Tango 191 Recruit Journal Week 04

International Maritime Signal Flag Tango

Tango 191 Recruit Journal

Formed: August 18, 2015

Graduates: October 9, 2015






Tango has hit a huge milestone in recruit training. We are officially half way through recruit training here at Cape May. But, that doesn’t mean that’s it going to get any easier. It’s just the opposite. With our fresh haircuts and shiny “boondockers” we have become exactly what we don’t want, which is a beacon and a target for other company commanders to start questioning us about required knowledge. The “I have no hair and wear an Operational Dress Uniform, which implies I’m a senior recruit and should know my required knowledge, so please come pick on me!” look. Now we all stand out a little bit more and at this stage in the game there is no excuse for ignorance.


Tango has completed several courses and our company was split this week.
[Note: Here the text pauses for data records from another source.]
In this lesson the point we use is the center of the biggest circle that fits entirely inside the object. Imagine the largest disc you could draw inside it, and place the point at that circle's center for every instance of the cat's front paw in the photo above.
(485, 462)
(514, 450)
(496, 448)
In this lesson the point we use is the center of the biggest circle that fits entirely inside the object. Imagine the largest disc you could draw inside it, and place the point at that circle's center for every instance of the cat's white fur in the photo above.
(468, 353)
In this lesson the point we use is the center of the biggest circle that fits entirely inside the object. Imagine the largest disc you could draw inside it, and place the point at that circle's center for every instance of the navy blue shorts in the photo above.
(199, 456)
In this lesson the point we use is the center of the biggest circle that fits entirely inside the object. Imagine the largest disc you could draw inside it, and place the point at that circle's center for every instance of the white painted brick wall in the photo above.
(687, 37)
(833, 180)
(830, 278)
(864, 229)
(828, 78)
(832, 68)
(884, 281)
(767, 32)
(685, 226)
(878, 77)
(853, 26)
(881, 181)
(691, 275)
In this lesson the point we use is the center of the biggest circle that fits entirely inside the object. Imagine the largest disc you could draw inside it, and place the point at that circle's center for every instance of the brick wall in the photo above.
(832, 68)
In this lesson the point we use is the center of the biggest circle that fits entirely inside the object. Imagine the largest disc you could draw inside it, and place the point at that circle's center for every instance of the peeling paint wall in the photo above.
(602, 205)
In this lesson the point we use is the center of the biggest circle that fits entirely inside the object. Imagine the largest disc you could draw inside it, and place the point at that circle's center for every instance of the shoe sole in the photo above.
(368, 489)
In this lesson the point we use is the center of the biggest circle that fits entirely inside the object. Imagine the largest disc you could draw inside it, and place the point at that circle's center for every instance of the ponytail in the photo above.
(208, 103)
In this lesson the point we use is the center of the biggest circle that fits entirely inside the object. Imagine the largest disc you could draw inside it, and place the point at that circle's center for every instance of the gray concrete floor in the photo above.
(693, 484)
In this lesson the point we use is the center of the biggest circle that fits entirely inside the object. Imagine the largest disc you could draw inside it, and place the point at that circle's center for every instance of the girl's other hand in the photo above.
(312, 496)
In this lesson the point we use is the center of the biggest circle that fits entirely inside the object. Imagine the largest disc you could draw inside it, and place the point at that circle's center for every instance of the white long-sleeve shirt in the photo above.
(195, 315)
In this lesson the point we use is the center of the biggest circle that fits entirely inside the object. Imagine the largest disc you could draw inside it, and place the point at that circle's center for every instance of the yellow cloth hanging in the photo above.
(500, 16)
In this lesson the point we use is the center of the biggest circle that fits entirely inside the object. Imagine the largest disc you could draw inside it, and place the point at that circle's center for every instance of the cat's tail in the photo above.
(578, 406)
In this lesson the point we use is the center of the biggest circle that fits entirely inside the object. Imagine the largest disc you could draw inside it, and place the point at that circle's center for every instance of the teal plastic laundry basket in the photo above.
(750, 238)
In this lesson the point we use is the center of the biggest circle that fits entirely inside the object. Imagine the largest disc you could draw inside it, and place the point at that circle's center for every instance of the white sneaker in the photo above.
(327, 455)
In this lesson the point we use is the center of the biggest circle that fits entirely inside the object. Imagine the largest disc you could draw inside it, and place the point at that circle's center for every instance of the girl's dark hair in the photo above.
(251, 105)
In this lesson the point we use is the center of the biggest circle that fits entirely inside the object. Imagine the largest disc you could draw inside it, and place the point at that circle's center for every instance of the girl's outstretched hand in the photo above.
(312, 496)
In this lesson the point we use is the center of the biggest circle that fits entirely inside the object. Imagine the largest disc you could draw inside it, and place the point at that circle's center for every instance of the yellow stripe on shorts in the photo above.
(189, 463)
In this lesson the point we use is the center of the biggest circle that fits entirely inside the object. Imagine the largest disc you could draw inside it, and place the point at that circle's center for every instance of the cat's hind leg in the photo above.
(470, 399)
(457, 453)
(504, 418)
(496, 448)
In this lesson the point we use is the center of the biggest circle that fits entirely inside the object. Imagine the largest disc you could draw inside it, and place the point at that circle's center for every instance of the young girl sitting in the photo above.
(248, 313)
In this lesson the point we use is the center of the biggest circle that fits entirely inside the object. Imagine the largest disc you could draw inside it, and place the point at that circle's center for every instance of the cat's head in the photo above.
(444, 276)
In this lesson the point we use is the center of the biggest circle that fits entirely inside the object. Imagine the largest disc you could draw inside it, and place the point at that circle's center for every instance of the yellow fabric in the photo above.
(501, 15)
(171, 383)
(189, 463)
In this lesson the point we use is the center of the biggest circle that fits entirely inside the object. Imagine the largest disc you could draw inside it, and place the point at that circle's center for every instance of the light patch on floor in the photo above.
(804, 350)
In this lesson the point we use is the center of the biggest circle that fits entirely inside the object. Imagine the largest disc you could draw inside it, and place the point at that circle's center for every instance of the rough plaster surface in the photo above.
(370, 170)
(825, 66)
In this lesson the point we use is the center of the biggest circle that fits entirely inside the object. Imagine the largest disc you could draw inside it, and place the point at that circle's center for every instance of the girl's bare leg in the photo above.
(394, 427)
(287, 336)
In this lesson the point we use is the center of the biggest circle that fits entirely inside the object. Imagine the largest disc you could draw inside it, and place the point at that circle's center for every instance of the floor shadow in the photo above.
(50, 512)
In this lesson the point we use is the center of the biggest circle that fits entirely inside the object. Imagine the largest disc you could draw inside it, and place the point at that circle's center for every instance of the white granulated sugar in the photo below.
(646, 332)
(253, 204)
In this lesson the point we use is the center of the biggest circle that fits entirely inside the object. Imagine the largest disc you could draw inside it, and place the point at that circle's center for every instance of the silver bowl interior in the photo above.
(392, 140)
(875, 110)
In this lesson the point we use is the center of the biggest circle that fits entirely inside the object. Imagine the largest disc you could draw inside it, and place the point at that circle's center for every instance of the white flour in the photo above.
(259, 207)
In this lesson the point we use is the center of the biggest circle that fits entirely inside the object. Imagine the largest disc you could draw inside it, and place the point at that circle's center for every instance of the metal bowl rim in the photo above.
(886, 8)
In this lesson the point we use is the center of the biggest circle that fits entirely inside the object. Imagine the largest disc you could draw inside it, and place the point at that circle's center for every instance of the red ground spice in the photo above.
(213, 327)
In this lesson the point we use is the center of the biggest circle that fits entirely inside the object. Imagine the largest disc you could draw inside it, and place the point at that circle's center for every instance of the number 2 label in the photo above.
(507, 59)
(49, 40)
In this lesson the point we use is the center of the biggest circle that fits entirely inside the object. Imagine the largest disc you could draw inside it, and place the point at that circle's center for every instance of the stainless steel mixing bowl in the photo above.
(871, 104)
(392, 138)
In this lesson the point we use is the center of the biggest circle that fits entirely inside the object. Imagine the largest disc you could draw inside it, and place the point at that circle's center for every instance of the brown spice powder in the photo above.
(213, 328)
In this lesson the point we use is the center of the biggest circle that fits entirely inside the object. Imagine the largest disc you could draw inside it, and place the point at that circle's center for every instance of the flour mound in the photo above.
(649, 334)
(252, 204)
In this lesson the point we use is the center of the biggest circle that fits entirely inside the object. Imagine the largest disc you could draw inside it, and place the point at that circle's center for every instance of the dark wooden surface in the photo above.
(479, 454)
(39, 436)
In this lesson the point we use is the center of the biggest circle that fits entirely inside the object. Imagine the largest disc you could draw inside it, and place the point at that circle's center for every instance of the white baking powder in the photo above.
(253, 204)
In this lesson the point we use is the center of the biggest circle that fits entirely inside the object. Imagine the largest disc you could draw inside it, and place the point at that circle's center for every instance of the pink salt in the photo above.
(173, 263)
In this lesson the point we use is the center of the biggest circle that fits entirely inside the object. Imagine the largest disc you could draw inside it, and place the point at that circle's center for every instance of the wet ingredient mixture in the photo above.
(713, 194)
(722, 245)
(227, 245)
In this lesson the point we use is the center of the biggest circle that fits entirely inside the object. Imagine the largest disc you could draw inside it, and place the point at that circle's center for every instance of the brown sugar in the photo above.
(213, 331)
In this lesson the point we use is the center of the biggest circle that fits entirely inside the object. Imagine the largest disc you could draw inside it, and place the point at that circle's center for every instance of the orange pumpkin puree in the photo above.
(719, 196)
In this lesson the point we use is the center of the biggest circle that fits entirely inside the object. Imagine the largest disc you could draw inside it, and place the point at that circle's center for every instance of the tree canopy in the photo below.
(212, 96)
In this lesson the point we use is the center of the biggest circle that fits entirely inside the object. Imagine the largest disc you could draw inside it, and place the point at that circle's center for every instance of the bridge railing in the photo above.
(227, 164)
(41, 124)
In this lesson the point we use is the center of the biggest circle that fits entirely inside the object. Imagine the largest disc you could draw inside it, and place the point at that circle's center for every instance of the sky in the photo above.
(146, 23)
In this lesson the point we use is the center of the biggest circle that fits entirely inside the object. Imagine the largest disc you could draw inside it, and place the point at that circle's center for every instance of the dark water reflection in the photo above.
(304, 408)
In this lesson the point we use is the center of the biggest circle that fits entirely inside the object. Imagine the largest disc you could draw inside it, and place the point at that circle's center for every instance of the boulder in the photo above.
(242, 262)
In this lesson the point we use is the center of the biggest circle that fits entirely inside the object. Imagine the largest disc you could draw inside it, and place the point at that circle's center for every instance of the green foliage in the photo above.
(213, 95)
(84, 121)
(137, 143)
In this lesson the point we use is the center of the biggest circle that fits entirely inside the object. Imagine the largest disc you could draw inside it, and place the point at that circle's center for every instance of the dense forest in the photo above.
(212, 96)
Some Tangonites went this way while others went that way and we meet up again somewhere along the regiment. The company splits down the middle in order for bigger companies to get required classes out of the way. Tango follows two schedules: Tango Port Side and Tango Starboard Side. For instance, while the Starboard side of the company is getting career planning on Monday the Port side will be at the Armory all day getting weapons training. Each individual sub-company has been bestowed the responsibilities of knowing their schedules and arriving to meals and classes on time, all while marching themselves. Calling cadence and marching by yourself is way harder than you think.


On the schedule this week was something far left field than what the recruits thought: Weapons Training. Some of the shipmates showed a lot of enthusiasm for not having any prior experience at holding a weapon. We learned how to dismantle and put back together the P229DAK. Along with weapons training is firearm safety and the opportunity to go to the range and qualify by shooting the P229DAK at a target.


We took our midterm exams and had our PF Assessment. The PF Assessment consists of as many push-ups and sit-ups a recruit can do in sixty-seconds and a mile and a half run. Some shipmates failed a portion, but most made it. The shipmates who failed have to pass by Friday of week five.

Editor’s Note: This blog post was written by a recruit currently involved in Coast Guard basic training. The thoughts and opinions expressed in this Journal do not necessarily reflect those of Training Center Cape May, the U.S. Coast Guard or the federal government and are the sole opinion of the author. Recruit Journals are written by personnel in a high-stress environment with little time, so please excuse grammar and punctuation in the above article. The staff at Training Center Cape May do not edit the journals in any way, so as to ensure authenticity of the content and messages.